この記事では、エルニーニョ現象についての知識や現在の状況、また今後世界や日本に対して与える影響についてまとめていきます。

目次

  1. エルニーニョ現象とは

  2. 世界に与えた影響

  3. 日本に与えた影響

  4. まとめ:事業を進める時には気候にも注目してみよう

1. エルニーニョ現象とは? 

基礎知識と、今年のエルニーニョ現象について解説します。

(1)基本の知識 エルニーニョ現象とその影響

エルニーニョ現象とは、赤道近くの熱帯太平洋の東側(南米のペルー沖辺り)の海域で平年よりも海面水温が高くなった状態が半年からそれ以上続くことをいいます。短期的な海面水温の上昇はペルー周辺での降水量増加などの影響しか与えませんが、長期的にこれが続くことによって海流の流れや雲の発生位置のずれが生じ、世界的に影響を与えます。

特に日本においては春から夏にかけての低温多雨や秋から冬の高温少雨を引き起こす原因になっており、冷夏による農作物の不作や雪不足によるスキーなどのウインタースポーツ市場の運営困難などの経済的な影響も大きなものとなっています。

出典:気象庁『エルニーニョ現象発生時の世界の天候の特徴』

(2)2023年のエルニーニョ現象

気象庁の観測データによると、2023年は6月ごろからエルニーニョ現象が継続しており、9月のエルニーニョ監視海域の海面水温の基準値からの差は+2.2℃と過去3番目の高さになっています。例年に比べ海面水温が高い状態で維持されていることから、エルニーニョ現象は来年の4月になっても約90%の確率で継続するとの見通しがたてられています。

また、今回のような強いエルニーニョ現象が経済に与える影響にも注目が集まっています。かつてこのような現象が起きた1982-83年と1997-98年ではおおよそ5兆円の経済的損失がでており、今回は気候変動への問題意識も相まってより大きな影響がでるのではないか、との見解も出されています。

出典:気象庁『エルニーニョ監視速報(No.373) 2023年9月の実況と2023年10月〜2024年4月の見通し』(2023年10月11日)

出典:毎日新聞『エルニーニョ現象、7年ぶり発生 世界で433兆円損失の予測も』(2023年7月7日)

出典:Science『Persistent effect of El Niño on global economic growth』p.4-6(2023年6月9日)

2. エルニーニョ現象の与えた影響例

(1)アジアへの影響

アジアではエルニーニョ現象により、高温少雨の傾向が強まります。これによって台風やサイクロンの発生量が抑えらえれるというよい影響がある一方、農業や水力発電の分野においては充分な水量が確保できないことによる悪影響も存在しています。
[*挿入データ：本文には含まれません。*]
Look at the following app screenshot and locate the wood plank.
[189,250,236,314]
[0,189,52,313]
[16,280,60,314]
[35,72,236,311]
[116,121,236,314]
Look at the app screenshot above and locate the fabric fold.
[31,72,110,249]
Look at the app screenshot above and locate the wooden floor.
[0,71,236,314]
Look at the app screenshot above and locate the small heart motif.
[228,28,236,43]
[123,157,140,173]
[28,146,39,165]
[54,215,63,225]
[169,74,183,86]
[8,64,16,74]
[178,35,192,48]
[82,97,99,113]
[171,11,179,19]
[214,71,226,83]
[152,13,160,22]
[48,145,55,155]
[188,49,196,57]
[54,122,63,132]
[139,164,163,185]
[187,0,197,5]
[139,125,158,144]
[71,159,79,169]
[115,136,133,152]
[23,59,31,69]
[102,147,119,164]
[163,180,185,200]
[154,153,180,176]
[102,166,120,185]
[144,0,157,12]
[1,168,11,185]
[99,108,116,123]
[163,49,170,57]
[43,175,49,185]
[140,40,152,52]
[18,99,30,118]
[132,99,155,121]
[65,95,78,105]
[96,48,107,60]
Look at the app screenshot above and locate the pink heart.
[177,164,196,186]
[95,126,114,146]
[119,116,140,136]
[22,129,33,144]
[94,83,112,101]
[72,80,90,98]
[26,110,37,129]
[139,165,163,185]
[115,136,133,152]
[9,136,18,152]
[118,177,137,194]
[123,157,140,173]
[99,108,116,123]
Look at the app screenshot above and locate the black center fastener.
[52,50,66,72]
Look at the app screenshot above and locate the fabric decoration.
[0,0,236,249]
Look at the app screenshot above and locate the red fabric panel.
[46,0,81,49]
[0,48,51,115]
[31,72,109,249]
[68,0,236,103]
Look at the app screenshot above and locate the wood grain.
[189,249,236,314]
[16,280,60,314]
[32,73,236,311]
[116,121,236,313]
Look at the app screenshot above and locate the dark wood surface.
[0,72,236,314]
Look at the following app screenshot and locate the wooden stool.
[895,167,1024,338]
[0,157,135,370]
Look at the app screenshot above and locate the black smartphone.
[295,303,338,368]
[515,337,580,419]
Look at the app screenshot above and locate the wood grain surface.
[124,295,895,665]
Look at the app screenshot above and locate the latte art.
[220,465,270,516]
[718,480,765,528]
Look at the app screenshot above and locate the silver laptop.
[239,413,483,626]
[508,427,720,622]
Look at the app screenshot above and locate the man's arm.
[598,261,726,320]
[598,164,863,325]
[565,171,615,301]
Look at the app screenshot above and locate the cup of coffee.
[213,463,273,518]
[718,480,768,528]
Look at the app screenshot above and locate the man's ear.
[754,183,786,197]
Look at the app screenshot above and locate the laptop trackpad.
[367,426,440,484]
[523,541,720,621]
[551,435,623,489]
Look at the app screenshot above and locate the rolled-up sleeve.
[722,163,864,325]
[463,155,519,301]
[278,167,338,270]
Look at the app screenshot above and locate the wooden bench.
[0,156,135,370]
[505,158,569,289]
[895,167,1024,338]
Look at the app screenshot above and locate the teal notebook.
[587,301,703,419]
日本総研は、農業生産の減少や水力発電の困難による電力不足が経済的に大きなダメージを与えるとの見通しを発表しており、対策として農業用水の整備や水力・火力以外の発電方法の導入などを挙げています。

実際に、インドでは水力発電量の不足を補うために化石燃料での火力発電が12.4%増加しており、経済と環境の双方に大きな影響を与えています。

出典:日本総合研究所『エルニーニョ現象とアジア新興国経済』(2023年5月26日)

出典:ロイター『アジアで水力発電量急減、化石燃料依存が拡大 異常気象などで』(2023年9月22日)

(2)北米・南米への影響

アメリカではエルニーニョ現象による極端な高気温が問題となりました。7月にはNWS(アメリカ国立気象局)がオレゴン州西部、ニューメキシコ州中部、テキサス州、フロリダ州、サウスおよびノースカロライナ州沿岸部という多くの人が住む地域に対して高温注意報を発令しており、実際に100人以上の死者が出ています。

また、ペルーを含めた南米地域でも影響が懸念されています。短期間の海面水温の上昇は降雨をもたらし農業を始めとする生活によい影響を与えるとされています。しかし、今回のような強いエルニーニョ現象では長期的な大雨による洪水や土砂崩れなどの災害、日照不足による産業への悪影響が考えられます。

また南米大陸の東側では逆に降水量の不足が懸念されており、干ばつによる生活への影響はもちろん、熱帯雨林の生態系にも影響を与えると考えられています。

出典:ESTA online center『太平洋赤道でエルニーニョ現象が発生 アメリカ各地は猛暑が続き3,000万人に影響』(2023年7月8日)

出典:Science『Persistent effect of El Niño on global economic growth』p.2-3(2023年6月9日)

(3)オーストラリアへの影響

オーストラリア気象局はエルニーニョ現象の発生を重く受け止めており、2023年6月にはすでにエルニーニョ警報を出し、9月以降の気温の上昇と少雨を予想していました。前回のエルニーニョ現象から予想される影響としては干ばつによる小麦の収穫量の減少や水不足、山火事の発生率上昇などがあります。

オーストラリアはエルニーニョ現象をはじめとする太平洋の気候変動や環境の変化を受けやすく、現在多くの収益をあげているのが天候に影響を受けやすい穀物分野であることもあり、上水道の利用制限や外出時間の規制といった国民生活を制限する政策も含めて検討が進められています。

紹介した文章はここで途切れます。